Written by: Brian Wood
Art by: Garry Brown
Publisher: Image Comics
I feel like there’s been an uptake in joyful misery this 2016. I’ve already read and praised two novels that are pleasurably devoid of all things happy, and it seems Black Road is going that same route. It’s a good comic, but goddamn is it bleak.
Issue 2 starts off with some trope-filled, “let’s fight so I know how much I need to protect you” between Magnus and the girl he’s escorting (and whose name I don’t know off the top of my head (seriously, names rarely get said in comics)). It ends somewhat trope-ishly too, with the girl being a bit more capable than we first expected. It’s not a strong way to start a comic, but once it’s over, events take a nice upswing…or downswing as the case may be. This comic, as I mentioned, isn’t one for being happy.
Both Magnus and that aforementioned girl get some nice development here, the former in backstory and the latter in showing us just what she’s capable of. There’s a dark chill over all of it, even when Magnus is remembering the good times—he’s a Viking, so the good times are kind of filled with death and mayhem.

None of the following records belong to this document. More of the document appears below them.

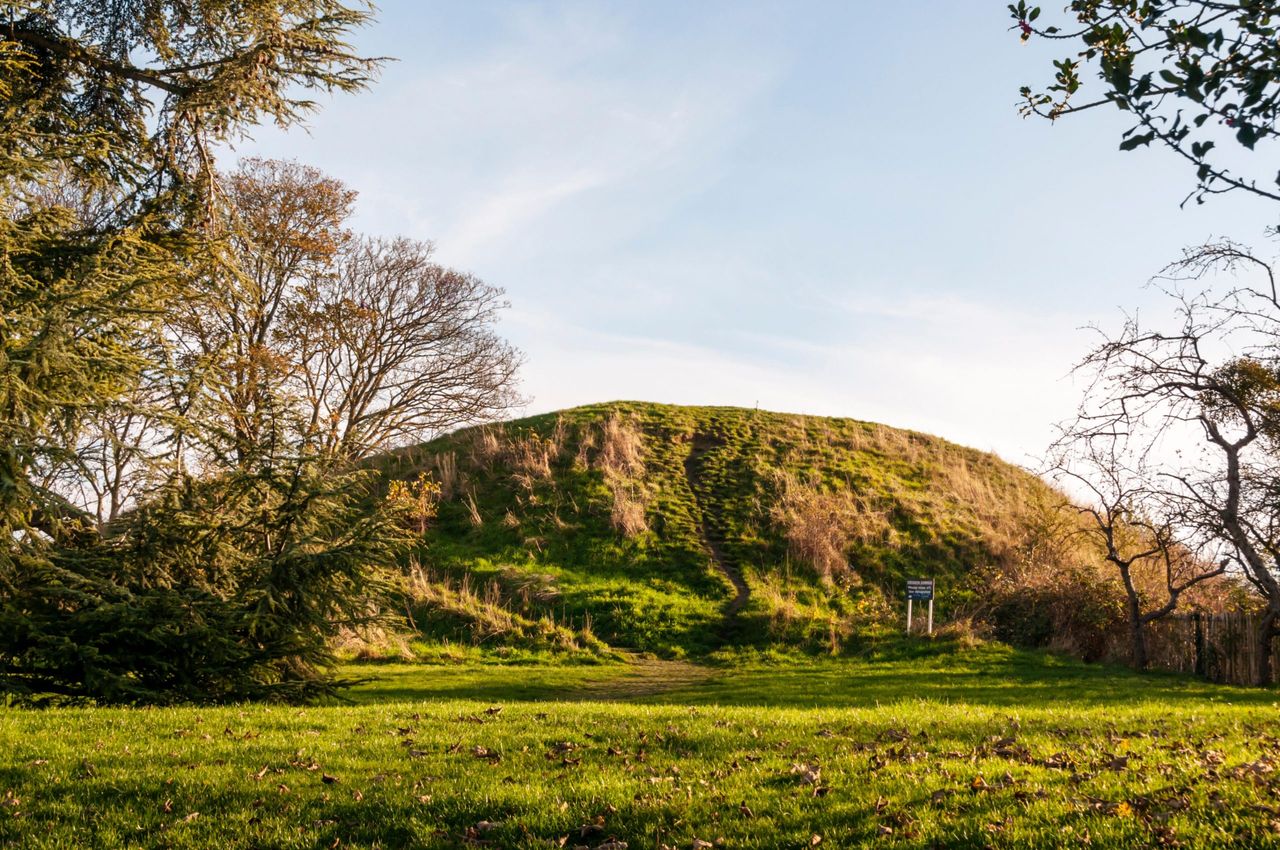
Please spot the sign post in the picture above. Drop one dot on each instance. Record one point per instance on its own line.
(919, 589)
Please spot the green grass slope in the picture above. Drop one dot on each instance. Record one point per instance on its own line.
(686, 529)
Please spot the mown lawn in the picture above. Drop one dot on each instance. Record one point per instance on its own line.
(990, 748)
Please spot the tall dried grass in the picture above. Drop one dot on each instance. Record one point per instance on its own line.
(821, 522)
(621, 460)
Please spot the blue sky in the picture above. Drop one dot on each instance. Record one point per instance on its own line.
(822, 208)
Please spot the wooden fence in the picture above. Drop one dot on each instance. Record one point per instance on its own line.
(1221, 648)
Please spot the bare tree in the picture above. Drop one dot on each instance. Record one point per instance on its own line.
(1200, 402)
(315, 341)
(391, 347)
(1130, 522)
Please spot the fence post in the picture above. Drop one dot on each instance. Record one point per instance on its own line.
(1200, 644)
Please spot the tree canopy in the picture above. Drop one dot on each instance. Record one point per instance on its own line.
(1198, 77)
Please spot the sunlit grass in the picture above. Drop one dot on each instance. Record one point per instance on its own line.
(1005, 749)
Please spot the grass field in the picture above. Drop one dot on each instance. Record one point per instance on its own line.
(988, 748)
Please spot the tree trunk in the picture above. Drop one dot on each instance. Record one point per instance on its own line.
(1139, 644)
(1265, 675)
(1138, 635)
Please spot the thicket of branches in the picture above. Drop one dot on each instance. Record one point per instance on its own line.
(1178, 439)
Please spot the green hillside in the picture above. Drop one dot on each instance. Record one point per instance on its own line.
(685, 529)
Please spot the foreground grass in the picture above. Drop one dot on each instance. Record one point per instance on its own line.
(1009, 749)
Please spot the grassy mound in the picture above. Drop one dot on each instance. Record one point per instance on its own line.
(684, 529)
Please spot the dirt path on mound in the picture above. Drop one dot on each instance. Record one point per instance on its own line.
(702, 444)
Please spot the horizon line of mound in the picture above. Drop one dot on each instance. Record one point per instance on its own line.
(685, 530)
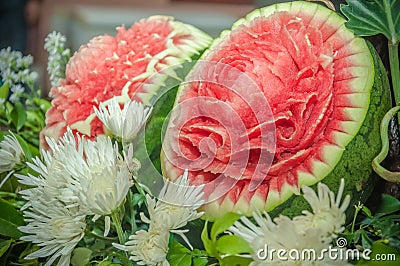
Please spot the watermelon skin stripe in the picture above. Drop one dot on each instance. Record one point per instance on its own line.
(355, 164)
(356, 113)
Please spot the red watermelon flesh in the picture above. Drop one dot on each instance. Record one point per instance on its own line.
(125, 66)
(316, 77)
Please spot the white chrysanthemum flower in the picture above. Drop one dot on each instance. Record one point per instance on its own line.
(176, 205)
(148, 247)
(54, 229)
(304, 233)
(327, 213)
(123, 123)
(97, 174)
(10, 153)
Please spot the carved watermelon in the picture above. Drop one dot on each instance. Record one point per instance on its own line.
(327, 91)
(127, 65)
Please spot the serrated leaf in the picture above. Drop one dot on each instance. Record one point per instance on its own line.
(80, 256)
(223, 223)
(179, 255)
(389, 204)
(232, 245)
(372, 17)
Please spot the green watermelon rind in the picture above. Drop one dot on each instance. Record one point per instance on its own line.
(354, 151)
(355, 164)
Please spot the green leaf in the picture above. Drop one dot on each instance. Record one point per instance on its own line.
(4, 246)
(179, 255)
(223, 223)
(80, 256)
(235, 261)
(208, 244)
(372, 17)
(4, 89)
(108, 263)
(10, 219)
(366, 211)
(18, 115)
(199, 261)
(232, 244)
(389, 204)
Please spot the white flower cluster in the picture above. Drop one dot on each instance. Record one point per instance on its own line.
(15, 71)
(76, 178)
(10, 153)
(123, 123)
(175, 207)
(313, 230)
(58, 56)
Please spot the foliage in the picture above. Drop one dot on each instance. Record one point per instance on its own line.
(378, 232)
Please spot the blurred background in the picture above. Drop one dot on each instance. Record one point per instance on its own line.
(24, 24)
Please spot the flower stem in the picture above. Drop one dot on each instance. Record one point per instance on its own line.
(394, 69)
(117, 223)
(358, 208)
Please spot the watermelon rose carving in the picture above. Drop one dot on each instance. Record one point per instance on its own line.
(319, 95)
(124, 66)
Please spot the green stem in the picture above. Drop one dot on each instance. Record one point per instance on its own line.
(358, 208)
(395, 69)
(117, 223)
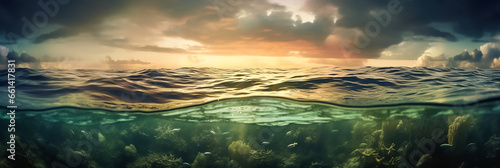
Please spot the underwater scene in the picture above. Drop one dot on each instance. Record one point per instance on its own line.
(326, 117)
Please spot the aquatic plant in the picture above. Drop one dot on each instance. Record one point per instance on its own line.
(166, 138)
(264, 158)
(291, 162)
(130, 151)
(239, 151)
(390, 131)
(156, 160)
(458, 131)
(200, 161)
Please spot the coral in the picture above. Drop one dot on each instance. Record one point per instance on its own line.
(458, 131)
(167, 139)
(239, 151)
(291, 162)
(156, 160)
(263, 158)
(361, 132)
(87, 161)
(492, 147)
(130, 151)
(390, 130)
(200, 161)
(353, 163)
(101, 138)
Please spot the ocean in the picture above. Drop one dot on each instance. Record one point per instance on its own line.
(284, 118)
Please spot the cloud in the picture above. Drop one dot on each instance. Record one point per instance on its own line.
(430, 61)
(220, 26)
(3, 51)
(124, 64)
(125, 44)
(470, 18)
(23, 60)
(486, 57)
(194, 59)
(338, 62)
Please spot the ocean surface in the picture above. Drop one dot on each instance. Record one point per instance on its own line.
(208, 117)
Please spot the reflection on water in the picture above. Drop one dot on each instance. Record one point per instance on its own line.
(172, 88)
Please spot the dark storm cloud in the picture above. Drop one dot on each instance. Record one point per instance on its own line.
(125, 44)
(467, 17)
(220, 22)
(487, 57)
(258, 20)
(21, 59)
(26, 18)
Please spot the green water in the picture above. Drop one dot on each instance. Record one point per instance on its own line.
(258, 132)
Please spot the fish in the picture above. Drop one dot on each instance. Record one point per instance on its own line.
(445, 146)
(292, 145)
(472, 147)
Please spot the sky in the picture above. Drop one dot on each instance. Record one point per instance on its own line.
(130, 34)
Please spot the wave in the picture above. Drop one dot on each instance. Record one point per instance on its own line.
(270, 111)
(164, 89)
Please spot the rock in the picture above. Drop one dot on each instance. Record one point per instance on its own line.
(130, 151)
(424, 161)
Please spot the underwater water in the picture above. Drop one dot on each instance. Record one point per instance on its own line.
(207, 117)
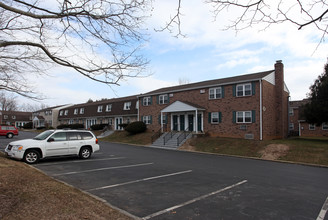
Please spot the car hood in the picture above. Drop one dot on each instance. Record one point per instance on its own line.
(27, 142)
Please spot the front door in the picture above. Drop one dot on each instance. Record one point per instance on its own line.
(182, 123)
(175, 122)
(191, 122)
(58, 145)
(199, 122)
(118, 122)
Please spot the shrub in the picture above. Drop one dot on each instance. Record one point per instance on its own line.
(136, 127)
(71, 126)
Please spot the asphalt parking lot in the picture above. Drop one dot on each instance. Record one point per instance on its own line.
(150, 183)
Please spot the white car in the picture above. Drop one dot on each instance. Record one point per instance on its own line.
(54, 143)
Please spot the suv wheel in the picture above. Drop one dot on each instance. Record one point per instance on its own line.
(85, 153)
(32, 156)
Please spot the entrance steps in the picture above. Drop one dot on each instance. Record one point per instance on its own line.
(172, 140)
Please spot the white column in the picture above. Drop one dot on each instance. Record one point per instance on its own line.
(196, 121)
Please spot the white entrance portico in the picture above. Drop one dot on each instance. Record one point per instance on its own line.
(184, 116)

I suppose I like it, on the whole. I still find it strange enjoying a story that’s so ankle-deep in…I don’t want to say misery but you know, the thing before misery. Like if misery is a Pikachu, then this is the Pichu. But yeah, I do like this.
Dark and gritty seems to be the name of the game these days and maybe has been for the last half a decade or so. Sometimes it’s annoying, but Black Road sells it. This comic isn’t dark and gritty because it wants to be; it’s dark and gritty because it needs to be. Religious conversion is filled with blood. Magnus is the product of his time period and culture.
It all comes across as very real.
The artwork is as good as it was last issue, maybe better. The battles and blood we get here look great and flow from one scene to another, and the between bits of moving and talking all look great too. I like this comic’s heavy use of black and shadows throughout. It makes the colors pop, but it also makes the Black Road look all the more dangerous.
I’m curious to see where this comic goes, because minor tropes notwithstanding, I really have no idea what to expect. Maybe that’s why it’s captured me like a Pokemon.